MR – Axial T2 images show a thin superficial neuronal layer separated from a thick deep neuronal layer by a hyperintense cell-sparse layer. Subependymal nodular heterotopias represent the extreme form of neuronal dysjuction (migratory arrest).
The germinal matrix lines the ventricular margins and gives rise to neuroblasts. Around 8 weeks gestation, neuroblasts begin to proliferate and associate with specialized bipolar glial cells. The glial cells extend from the ventricular margin to the pial surface and provide a scaffolding to allow peripheral migration of neuroblasts. Newly formed cells migrate outward through pre-existing cell layers to reach superficial cortex.
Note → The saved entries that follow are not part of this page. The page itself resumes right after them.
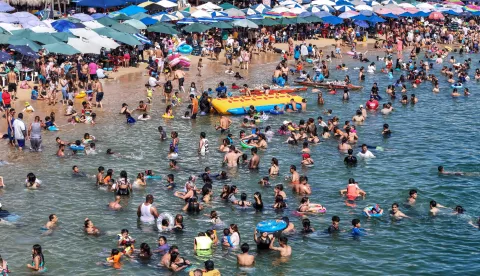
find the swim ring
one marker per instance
(242, 143)
(168, 217)
(185, 49)
(75, 147)
(276, 112)
(271, 226)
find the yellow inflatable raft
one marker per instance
(265, 103)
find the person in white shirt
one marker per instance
(365, 153)
(20, 131)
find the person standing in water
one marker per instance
(146, 211)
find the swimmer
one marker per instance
(115, 205)
(52, 222)
(284, 249)
(396, 213)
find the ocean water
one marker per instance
(438, 130)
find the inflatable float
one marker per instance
(271, 226)
(327, 85)
(235, 105)
(288, 89)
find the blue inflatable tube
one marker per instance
(259, 108)
(271, 226)
(75, 147)
(185, 49)
(275, 112)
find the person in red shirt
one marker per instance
(6, 98)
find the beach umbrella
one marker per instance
(148, 21)
(201, 14)
(101, 3)
(4, 38)
(94, 24)
(323, 2)
(84, 45)
(61, 48)
(234, 13)
(162, 29)
(166, 4)
(124, 28)
(98, 15)
(137, 24)
(63, 25)
(44, 38)
(25, 50)
(344, 8)
(363, 8)
(21, 41)
(5, 56)
(333, 20)
(348, 14)
(436, 16)
(140, 16)
(361, 23)
(8, 18)
(196, 28)
(131, 10)
(244, 23)
(165, 18)
(83, 17)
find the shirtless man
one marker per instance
(245, 259)
(98, 88)
(295, 175)
(225, 123)
(358, 117)
(52, 222)
(413, 197)
(12, 84)
(255, 160)
(115, 205)
(284, 249)
(180, 75)
(396, 213)
(232, 156)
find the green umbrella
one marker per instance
(24, 41)
(140, 16)
(61, 48)
(196, 28)
(63, 36)
(162, 29)
(221, 25)
(125, 38)
(25, 33)
(124, 28)
(106, 31)
(44, 38)
(227, 6)
(4, 38)
(107, 21)
(136, 24)
(121, 16)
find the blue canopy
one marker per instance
(148, 21)
(390, 15)
(332, 20)
(101, 3)
(131, 10)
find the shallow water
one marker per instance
(437, 131)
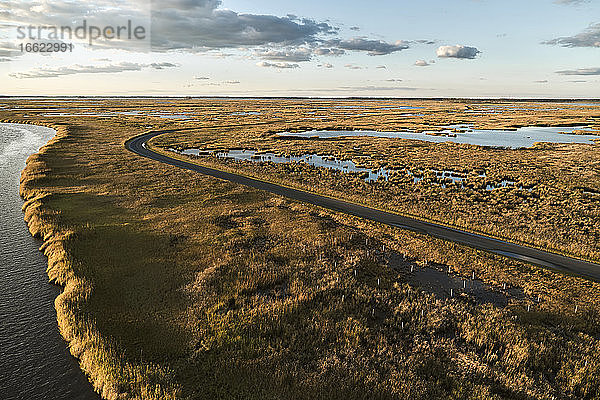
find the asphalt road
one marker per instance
(528, 254)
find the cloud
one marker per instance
(279, 65)
(197, 24)
(457, 51)
(87, 69)
(291, 55)
(588, 38)
(371, 47)
(576, 2)
(375, 88)
(323, 51)
(580, 71)
(352, 66)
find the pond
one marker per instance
(514, 139)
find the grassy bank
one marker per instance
(182, 286)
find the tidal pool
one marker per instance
(514, 139)
(459, 180)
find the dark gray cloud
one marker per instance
(457, 51)
(87, 69)
(580, 71)
(290, 55)
(197, 24)
(372, 47)
(588, 38)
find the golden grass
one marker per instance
(182, 286)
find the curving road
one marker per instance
(542, 258)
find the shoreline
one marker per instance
(58, 271)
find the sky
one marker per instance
(429, 48)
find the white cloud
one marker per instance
(87, 69)
(457, 51)
(279, 65)
(372, 47)
(352, 66)
(580, 71)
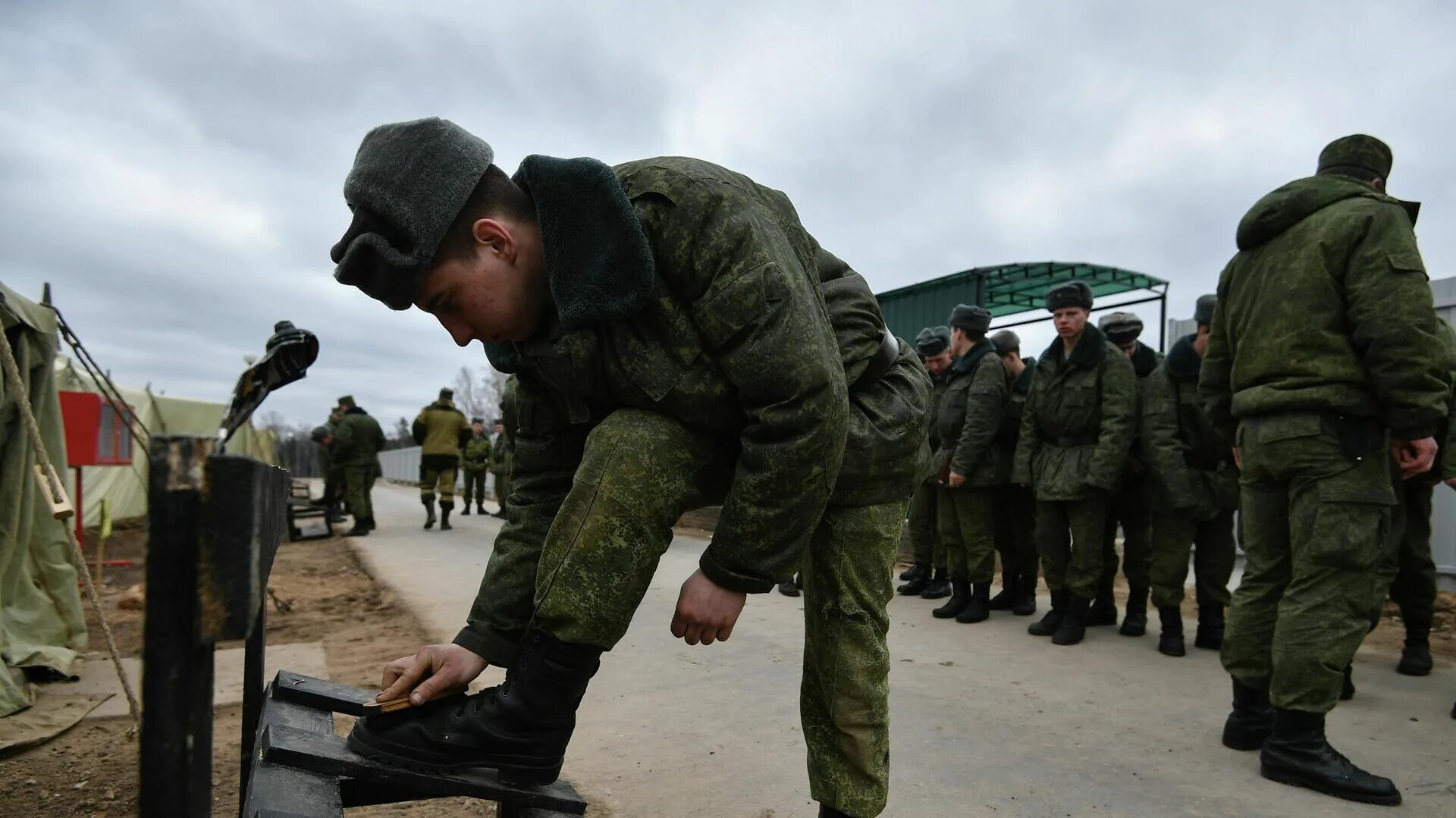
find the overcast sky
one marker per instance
(177, 175)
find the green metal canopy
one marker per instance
(1012, 289)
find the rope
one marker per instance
(12, 373)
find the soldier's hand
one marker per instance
(1414, 456)
(707, 612)
(435, 672)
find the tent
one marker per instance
(126, 488)
(41, 622)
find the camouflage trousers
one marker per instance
(475, 487)
(359, 481)
(1210, 542)
(639, 472)
(1015, 525)
(967, 531)
(1315, 527)
(1128, 509)
(1069, 541)
(924, 542)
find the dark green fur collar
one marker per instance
(1183, 362)
(599, 262)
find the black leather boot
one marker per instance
(1025, 603)
(1210, 628)
(1134, 623)
(1074, 626)
(519, 728)
(919, 581)
(938, 588)
(1416, 657)
(1298, 753)
(981, 606)
(1169, 641)
(960, 597)
(1049, 625)
(1006, 597)
(1251, 718)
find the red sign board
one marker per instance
(95, 434)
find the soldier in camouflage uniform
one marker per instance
(1015, 506)
(441, 431)
(357, 443)
(1193, 488)
(679, 340)
(1128, 509)
(1327, 265)
(934, 346)
(475, 462)
(1075, 434)
(967, 421)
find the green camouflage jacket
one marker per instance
(357, 440)
(1190, 462)
(1327, 309)
(970, 415)
(692, 291)
(1079, 421)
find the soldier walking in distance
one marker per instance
(1075, 434)
(475, 462)
(970, 414)
(1194, 490)
(440, 430)
(1327, 265)
(934, 345)
(1015, 506)
(1128, 509)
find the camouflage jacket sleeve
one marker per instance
(548, 450)
(762, 318)
(1163, 447)
(1119, 421)
(1392, 324)
(984, 405)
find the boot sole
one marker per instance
(1274, 775)
(513, 770)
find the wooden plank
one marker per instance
(329, 754)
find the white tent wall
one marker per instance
(126, 487)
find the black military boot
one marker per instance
(960, 597)
(519, 728)
(1251, 718)
(1074, 626)
(919, 581)
(938, 588)
(1169, 641)
(1025, 603)
(1298, 753)
(1416, 657)
(1006, 597)
(981, 606)
(1052, 622)
(1210, 628)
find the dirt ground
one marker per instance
(91, 770)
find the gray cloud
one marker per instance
(177, 175)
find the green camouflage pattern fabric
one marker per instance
(1327, 267)
(1078, 422)
(1315, 531)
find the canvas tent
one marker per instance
(126, 488)
(41, 623)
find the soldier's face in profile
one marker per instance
(1069, 321)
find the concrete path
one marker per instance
(986, 719)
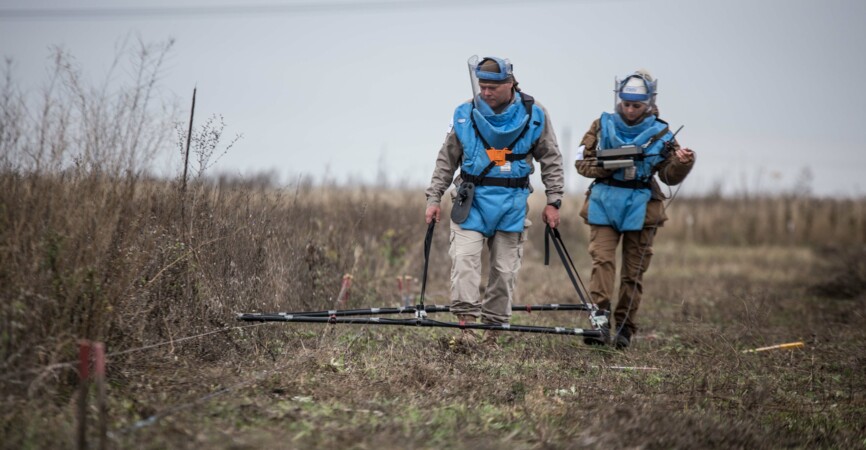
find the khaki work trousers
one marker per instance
(506, 252)
(636, 255)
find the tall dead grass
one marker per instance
(93, 247)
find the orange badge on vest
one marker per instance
(497, 155)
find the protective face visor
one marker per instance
(506, 72)
(636, 87)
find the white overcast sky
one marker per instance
(765, 89)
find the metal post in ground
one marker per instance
(99, 377)
(83, 385)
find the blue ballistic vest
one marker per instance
(624, 208)
(497, 208)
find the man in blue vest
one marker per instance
(494, 138)
(625, 202)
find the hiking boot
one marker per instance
(623, 339)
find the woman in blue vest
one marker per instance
(493, 140)
(623, 151)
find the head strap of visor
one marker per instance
(505, 70)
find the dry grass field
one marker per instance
(115, 261)
(91, 247)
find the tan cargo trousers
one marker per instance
(636, 255)
(506, 252)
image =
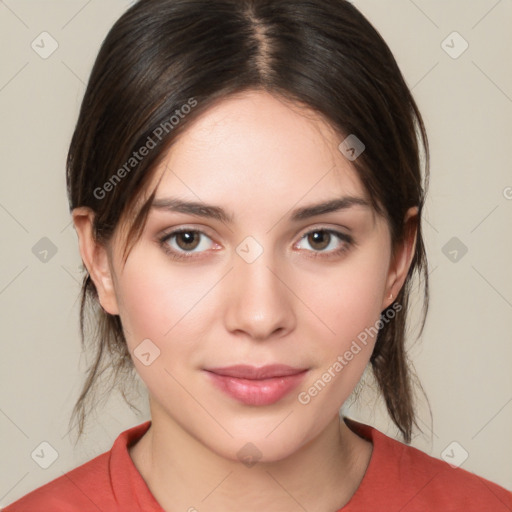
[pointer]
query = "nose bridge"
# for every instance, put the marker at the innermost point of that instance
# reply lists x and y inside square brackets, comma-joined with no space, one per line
[259,303]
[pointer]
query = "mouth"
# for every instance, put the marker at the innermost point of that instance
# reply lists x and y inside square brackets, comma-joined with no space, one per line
[258,386]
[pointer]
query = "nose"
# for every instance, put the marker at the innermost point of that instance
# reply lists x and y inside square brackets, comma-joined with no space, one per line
[259,303]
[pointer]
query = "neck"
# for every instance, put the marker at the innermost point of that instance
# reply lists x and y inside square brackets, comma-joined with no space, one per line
[183,474]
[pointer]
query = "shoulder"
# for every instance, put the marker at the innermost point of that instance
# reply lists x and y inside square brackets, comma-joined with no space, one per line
[410,480]
[77,490]
[108,482]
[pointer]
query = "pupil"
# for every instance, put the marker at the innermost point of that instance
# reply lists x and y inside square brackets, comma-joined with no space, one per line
[187,240]
[319,238]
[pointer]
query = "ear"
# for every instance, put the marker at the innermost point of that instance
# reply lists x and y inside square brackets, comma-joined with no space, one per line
[96,259]
[401,258]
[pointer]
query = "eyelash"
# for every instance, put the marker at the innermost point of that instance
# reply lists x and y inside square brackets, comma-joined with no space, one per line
[176,255]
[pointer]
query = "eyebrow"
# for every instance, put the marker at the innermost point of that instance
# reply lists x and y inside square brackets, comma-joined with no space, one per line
[216,212]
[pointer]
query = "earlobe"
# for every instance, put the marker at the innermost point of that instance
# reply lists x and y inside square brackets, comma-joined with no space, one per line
[95,258]
[402,258]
Neuronal migration in the cortex results in 6 cell layers and is completed by 6–8-months gestation.
Lissencephaly is a devastating brain malformation associated with seizures, profound developmental delay, and often death. Lissencephaly associated with facial dysmorphism is referred to as Miller-Dieker syndrome and is associated with deletions of chromosome 17p13.3 (LIS1 gene). The LIS1 gene is responsible for functional dynein and normal formation of the glial scaffolding.
The lissencephalic brain has total or near complete absence of sulcation. The lack of cerebral convolution results in a vertical sylvian fissure and a “figure of eight” appearance of the cerebral hemispheres. Histologically, the cortex has four instead of the normal six cell layer cortex. Counterintuitively, the two most superficial layers of cortex are formed early by the neurons that migrated normally, whereas the deeper layers are composed of neurons formed later that did not migrate. The third layer contains astrocytes, oligodendroglial cells, and dysplastic neurons. The fourth layer is the densely cellular and radially oriented.
Pilz D, Stoodley N, Golden JA. Neuronal migration, cerebral cortical development, and cerebral cortical anomalies. J Neuropathol Exp Neurol (2002); 61:1–11.